Thursday, October 6, 2016

Bent Knee, Say So

Oh, something different. Something really good. A group named Bent Knee. Their 3rd album, called Say So (Cuneiform Rune 417). The main vocalist (is it Courtney Swain?) is filled with the spirit of song, emotions that reflect a postmodern alienation. (Is that it? It is not a typical expression in the lyric and projection. It's part of what makes this group and album special. I cannot give it a worthy name. It is self-introspective, oddly abstract surreal in concrete ways, and the world outside of self seems pretty uninterested in the inner struggle?) It can be like that so they capture a new loneliness that comes of techno-isolation?

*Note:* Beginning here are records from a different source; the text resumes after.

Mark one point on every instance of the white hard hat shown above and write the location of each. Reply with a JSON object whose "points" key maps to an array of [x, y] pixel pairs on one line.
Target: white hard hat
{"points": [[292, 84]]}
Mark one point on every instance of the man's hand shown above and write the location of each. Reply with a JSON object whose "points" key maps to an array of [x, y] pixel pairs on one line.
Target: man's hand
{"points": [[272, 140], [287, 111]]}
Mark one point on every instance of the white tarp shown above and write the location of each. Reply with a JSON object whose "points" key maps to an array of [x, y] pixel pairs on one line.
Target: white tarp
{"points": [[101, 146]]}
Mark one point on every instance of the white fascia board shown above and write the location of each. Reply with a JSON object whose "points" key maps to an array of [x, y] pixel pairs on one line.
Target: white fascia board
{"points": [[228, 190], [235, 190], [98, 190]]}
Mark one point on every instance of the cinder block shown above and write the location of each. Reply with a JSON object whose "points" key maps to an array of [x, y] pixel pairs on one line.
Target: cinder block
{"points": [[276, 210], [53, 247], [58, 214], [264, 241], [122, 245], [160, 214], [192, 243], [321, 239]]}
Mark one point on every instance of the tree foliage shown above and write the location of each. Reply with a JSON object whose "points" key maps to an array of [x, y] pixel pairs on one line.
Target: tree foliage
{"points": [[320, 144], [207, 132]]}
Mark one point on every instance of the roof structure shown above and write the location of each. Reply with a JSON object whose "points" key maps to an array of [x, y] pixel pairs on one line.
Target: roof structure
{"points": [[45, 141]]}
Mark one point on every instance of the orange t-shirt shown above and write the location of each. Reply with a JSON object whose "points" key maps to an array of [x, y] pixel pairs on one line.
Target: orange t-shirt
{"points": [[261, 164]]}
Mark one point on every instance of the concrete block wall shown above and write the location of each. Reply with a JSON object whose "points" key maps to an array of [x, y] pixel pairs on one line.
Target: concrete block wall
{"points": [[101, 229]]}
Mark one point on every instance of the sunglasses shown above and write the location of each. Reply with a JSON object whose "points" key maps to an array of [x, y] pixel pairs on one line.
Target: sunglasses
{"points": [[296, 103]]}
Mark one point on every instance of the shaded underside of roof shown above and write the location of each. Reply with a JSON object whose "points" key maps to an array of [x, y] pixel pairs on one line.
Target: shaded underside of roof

The arrangements are really fresh and unexpected. They climax when you do not expect them to and do so with vocal-instrumental singularity. And then it goes up another notch and you did not expect that.  There is a band in there that is disciplined. Nice guitar-vocal interplays, fully orchestral keys, drums not stuck in a rut, some real soundscapy moments of beauty. And it's the careful brilliance of the flow that makes it so, like POSTMODERN? No,  POSTPOST. Heavy when you least expect it, transparent in moments, then heavy again. Ironic and obliquely assuming the other but not connect to him or her except in fleeting moments?

The structure of the band's routines and the wonderful vocal placements. Not Imogen Heap but something equally vocally interesting. Like what my dad said about the last World Series he watched before he died. "The pitchers and the catchers...". Well, yes, it's like that. You can label it but it goes considerably beyond what you can name, for now. The pitchers and the catchers....the routines and their placement. Like that.

This album floors me. It is so fully itself and successfully so that you cannot map out a song before you hear it and some groups get that kind of predictability now and again.

"Every lawn is green, every fence is white, and you're the only one I see when I close my eyes." Poetic weirdness, evocative imagery in the lyrics and then a damned ton of power from the band obliterates the delicacy for a while because life is getting in the way again?

This is a rock album of the year for me so far. Maybe the? Maybe! It is a game-interrupter. The damndest music I've heard in a long time....

Oh, they are touring the US this October, opening for Dillinger Escape Plan. Check the net.